It's not that they absorb pesticides, but that pesticides are attracted to the surface. Smaller microplastics have greater surface area to volume ratio than the equivalent volume of larger pieces.

https://www.scientificamerican.com/article/from-fish-to-huma...


Leaving aside the environmental damage, which is obvious albeit somewhat sensationalized in this comment, how is said plastic actually harming human health today?

The article from Scientific America in the comment refers to the harm plastic can have in other animals in words such as "may", "might", "could". Has there been any study on how it is, now and actually, harming our health? Any measurements, case studies, or collective data from people suffering from any sort of disease related to plastic pollution?


> words such as "may", "might", "could".

It's Earth, not a deployment you can rollback, we don't get to play that game.

We're talking hundreds or thousands of years before we'll know how bad we fucked up. Almost every life forms on the planet are linked one way or another, every changes has an impact.

Remember when DDT, asbestos and lead plumbing were harmless to humans ? Then they were classified as "could" be dangerous or "may" be harmful. Now they're straight up banned everywhere.

https://www.ncbi.nlm.nih.gov/pmc/articles/PMC5918521/

https://www.ncbi.nlm.nih.gov/pmc/articles/PMC4780651/

https://www.scientificamerican.com/article/from-fish-to-huma...

https://www.healthline.com/health-news/how-dangerous-are-mic...

https://en.wikipedia.org/wiki/Endocrine_disruptor

https://environmentjournal.online/articles/microplastic-poll...


>It's Earth, not deployment you can rollback, we don't get to play that game.

>We're talking hundreds or thousands of years before we'll know how bad we fucked up. Almost every life forms on the planet are linked one way or another, every changes has an impact.

>Remember when DDT, asbestos and lead plumbing were harmless to humans ? Then they were classified as "could" be dangerous or "may" be harmful. Now they're straight up banned everywhere.

This is exactly the kind of emotional appeals the GP is complaining about. There are tons of different substances you come into contact with on a day to day basis. Most of them will not be harmful in any reasonable quantity. If paper or cotton clothing was invented today the parchment and wool industries would be talking up how it's not proven to not be harmful. Yes, some plastics are probably bad even in small concentrations. Just from a common sense point of view it's highly unlikely that all plastics are bad in all concentrations. No you shouldn't ingest it intentionally. Yes, I'd like to see less plastics in the world. No I don't think it's going to be a massive future problem. If it really does turn out to be a serious problem we'll find a way to solve it. Remember when CFCs were going to deplete the ozone and give us all skin cancer?


I hate to be that guy but, did you read any of the links I provided ? It's not as if a weird hippie guy was predicting the end of the world.

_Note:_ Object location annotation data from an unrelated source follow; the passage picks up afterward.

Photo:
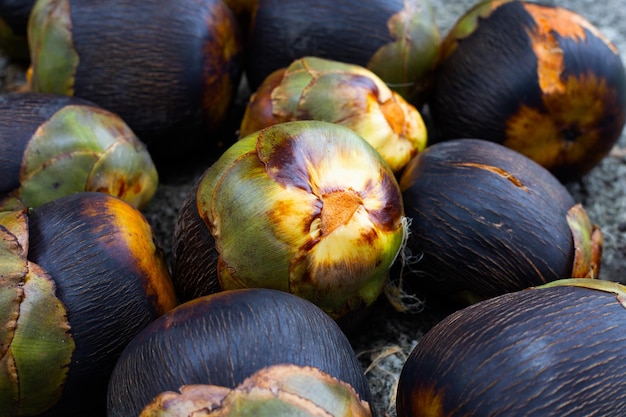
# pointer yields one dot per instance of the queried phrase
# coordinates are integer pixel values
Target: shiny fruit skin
(397, 40)
(223, 338)
(486, 220)
(553, 351)
(171, 68)
(539, 79)
(111, 278)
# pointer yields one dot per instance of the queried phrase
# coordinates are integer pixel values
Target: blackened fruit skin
(223, 338)
(484, 219)
(564, 110)
(170, 70)
(110, 292)
(538, 352)
(15, 14)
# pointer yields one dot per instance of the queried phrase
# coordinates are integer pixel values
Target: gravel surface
(390, 336)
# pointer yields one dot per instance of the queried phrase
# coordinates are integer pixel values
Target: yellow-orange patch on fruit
(338, 209)
(552, 21)
(427, 402)
(569, 128)
(137, 234)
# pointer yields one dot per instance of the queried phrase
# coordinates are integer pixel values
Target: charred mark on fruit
(338, 208)
(496, 170)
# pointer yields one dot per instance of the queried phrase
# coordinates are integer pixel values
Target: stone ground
(392, 335)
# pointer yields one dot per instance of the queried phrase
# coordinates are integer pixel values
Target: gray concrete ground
(391, 336)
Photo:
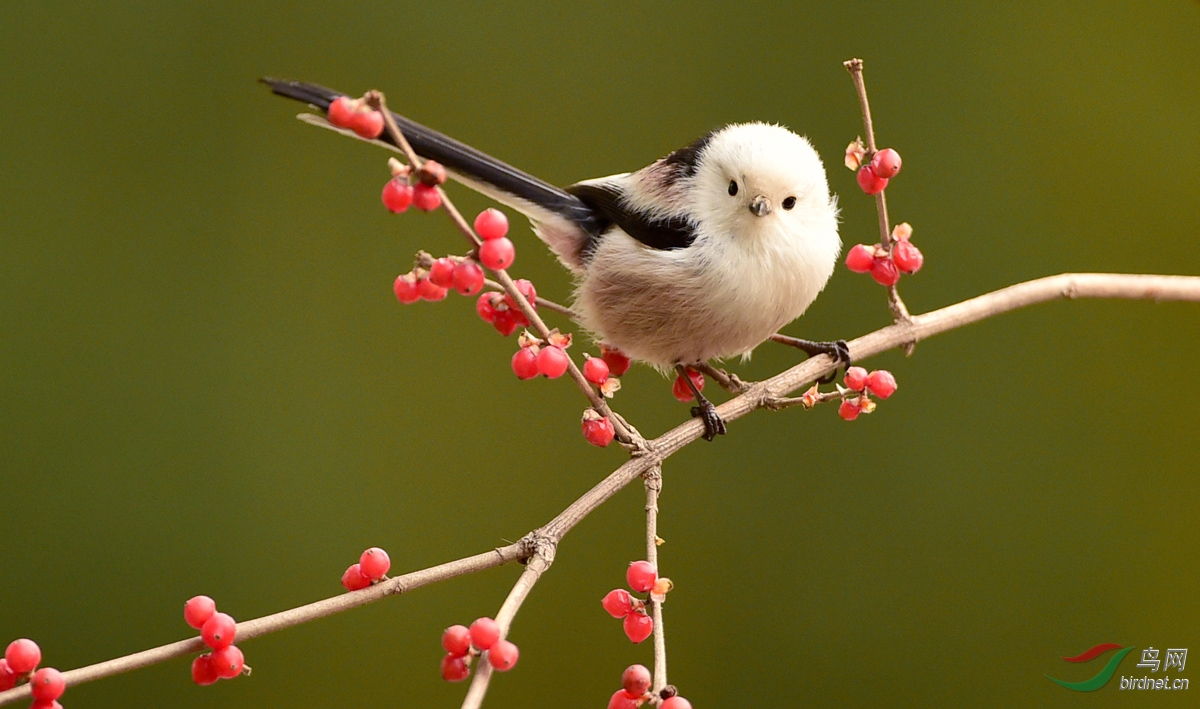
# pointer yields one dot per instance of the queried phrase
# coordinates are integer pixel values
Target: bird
(700, 256)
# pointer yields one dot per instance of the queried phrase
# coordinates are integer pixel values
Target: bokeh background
(207, 385)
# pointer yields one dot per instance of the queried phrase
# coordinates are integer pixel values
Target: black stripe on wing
(606, 204)
(460, 157)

It's scientifically proven, measurable, it's right here, right now. And it's just the beginning of a very long process.


I read the first few and skimmed the rest. Yes plastics are a problem, the same way that smog in cities (mostly solved in developed nations) and CFCs were problems. None of them present an existential crisis to humanity. Sure we might spend a fraction of a percentage of global wealth dealing with the trade-offs of spewing plastic everywhere but we'll be fine in the long run.


> Sure we might spend a fraction of a percentage of global wealth dealing with the trade-offs of spewing plastic everywhere but we'll be fine in the long run.

If you look at each large scale environmental issue in isolation, sure, there's a chance that it will be mitigated down the line.

But at what cost in the mean time?

Because this stuff is hitting vital and fragile ecosystems now at scales unprecedented.

Might I remind you that we are well into a mass extinction that shows no signs of slowing down?

With regard to microplastics, it's only a matter of time before we microbes learn to digest them. Those little guys are gonna be everybodies' best friends.

Because of the likelihood that microbes will be learning to eat plastic pretty soon, I don't see microplastics as being quite as daunting of a problem, in isolation.

But I take issue with your casual attitude and prioritization of humanity over the larger ecologies that humanity evolved in and depends on.

We absolutely need to be alert about this and other ecologically issues collectively.


> the same way that smog in cities (mostly solved in developed nations) and CFCs were problems.

"were" ?

Unless you live in the country side it _is_ an immediate problem to your health and a time bomb for the planet.

https://www.who.int/airpollution/en/

> mostly solved in developed nations

That's exactly the type of thinking that will destroy us. It's always China, or Russia, or developing countries, or your neighbours, or the damn democrats/republicans. Nobody wants to take responsibility. Let's continue to act like 8 years old while our home is slowly burning.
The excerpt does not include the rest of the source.